The fatherland – a word that still had its full meaning at the beginning of the 20th century – under attack must be defended. The theme of the bravery of the Belgian army also had to be propagated within the army itself. Postcards and patriotic prints played a part in this, as did the trench press written by the War Ministry, such as Le Courrier de l’armée / De Legerbode. These newspapers regularly adopted “a propagandist tone, sometimes close to brainwashing. As an authorities’ press ... they sought throughout the war to keep the hatred of the enemy intact or to popularize the image of the Roi Chevalier”.[25]

This discourse of a brave little Belgium also had to be disseminated among the Belgian population in occupied territory. This dissemination seemed to be more a matter of individual initiatives, of moral resistance on the part of certain citizens, than of a centralized mechanism by the Belgian government in exile. And it was a fortiori exclusively underground. Two media were used in particular: the press and postcards. The underground press activity was sustained by networks of people from the urban middle classes, most of them Catholic. Seventy-nine underground papers were identified.[26] According to Sophie De Schaepdrijver and Emmanuel Debruyne, “no other European occupied territory, in 1914-1918, produced such an intensive underground discourse”.[27] The production was most intense in 1915-1916. The most famous of them was La Libre Belgique (Free Belgium) which was published from February 1915 to November 1918. All 171 issues were widely distributed thanks to a network of more than 700 people (editors, composers, printers, distributors). Patriotism, the Christian faith and solidarity between Belgians and with soldiers at the front were the themes favored by Free Belgium.[28] The postcard was a medium that reached its peak during the First World War – several million postcards travelled during this period – and that participated in propaganda through the images and representations it conveyed. Patriotic postcards with the royal family as their central theme circulated in occupied Belgium.
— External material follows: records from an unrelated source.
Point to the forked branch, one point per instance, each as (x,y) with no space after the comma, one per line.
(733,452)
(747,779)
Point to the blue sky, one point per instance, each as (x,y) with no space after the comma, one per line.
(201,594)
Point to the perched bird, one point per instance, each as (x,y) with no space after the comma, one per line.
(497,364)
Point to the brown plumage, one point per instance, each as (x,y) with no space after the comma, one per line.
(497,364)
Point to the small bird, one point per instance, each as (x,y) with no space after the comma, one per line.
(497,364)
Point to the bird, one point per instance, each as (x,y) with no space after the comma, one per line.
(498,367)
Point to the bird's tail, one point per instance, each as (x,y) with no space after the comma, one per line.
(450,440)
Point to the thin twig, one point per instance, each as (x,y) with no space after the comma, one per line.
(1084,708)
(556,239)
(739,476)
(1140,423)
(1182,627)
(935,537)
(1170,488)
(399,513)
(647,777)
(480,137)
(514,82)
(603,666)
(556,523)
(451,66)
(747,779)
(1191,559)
They were either handmade or were old postcards of the king that booksellers sold despite the prohibition imposed by the occupant. But it is very difficult, if not impossible, to measure the circulation and distribution of these underground media.[29]
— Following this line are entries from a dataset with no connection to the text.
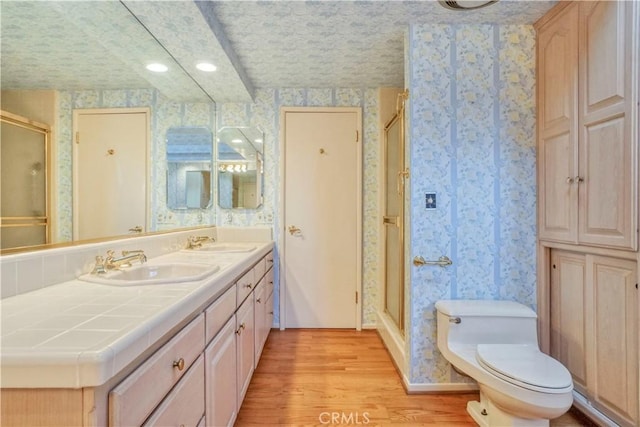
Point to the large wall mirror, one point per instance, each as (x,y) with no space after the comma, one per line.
(58,56)
(240,164)
(189,161)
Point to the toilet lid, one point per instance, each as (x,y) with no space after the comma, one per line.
(525,366)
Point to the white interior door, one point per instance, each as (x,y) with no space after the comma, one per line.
(110,172)
(322,218)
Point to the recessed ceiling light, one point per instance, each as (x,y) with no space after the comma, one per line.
(206,66)
(157,67)
(465,4)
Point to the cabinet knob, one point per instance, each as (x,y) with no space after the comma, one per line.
(179,364)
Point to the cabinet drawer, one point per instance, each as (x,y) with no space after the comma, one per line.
(259,269)
(269,282)
(245,285)
(184,406)
(131,402)
(217,314)
(268,259)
Were the Belgian propaganda offices able to meet the challenge? Were they able to impose the image of a fighting Belgium? On the international scene, the challenge was probably too difficult. Certainly, the situation improved after the creation of the new propaganda services at the end of 1916 and the beginning of 1917. Nevertheless, they lacked human resources and “never had complete control over the image of Belgium and it continued to be instrumentalized by others. In fact, the myth was so powerful that their action was probably doomed to inevitable failure...”[30] The political situation of Belgium in the field of nations at the time of the Treaty of Versailles confirms this decline in its international popularity.[31]

Belgian combatants and civilians, whether at the front or in occupied territory, were not totally fooled by these patriotic prints and visuals designed to keep up their enthusiasm: for example, Le Courrier de l’armée was renamed “le bourreur de crânes”.[32] However, the people were not passive and this propaganda was based on social representations anchored in the population and shared by all: the defense of the fatherland was a just and sacred cause. Recent research has shown that the propaganda of the First World War maintained pre-existing representations and stereotypes.[33]

The iconographic analysis of Alfred Bastien’s Panorama de l’Yser, a painting produced in 1920-1921 and exhibited throughout the inter-war period, shows that the propaganda message about the bravery of the Belgian army was tenacious. The painting offers a vision of the entire Belgian front from De Panne to Ypres without being in conformity with historical reality:

The dunes and Nieuport occupy more than half of the panorama, whereas they only constitute a quarter of the landscape in reality. Diksmuide and Ypres are only briefly mentioned... The aim is to highlight this strategic point on the front, which recalls the role of the Belgian army in stopping the German advance thanks to the flooding of the Yser plain (October 1914).[34]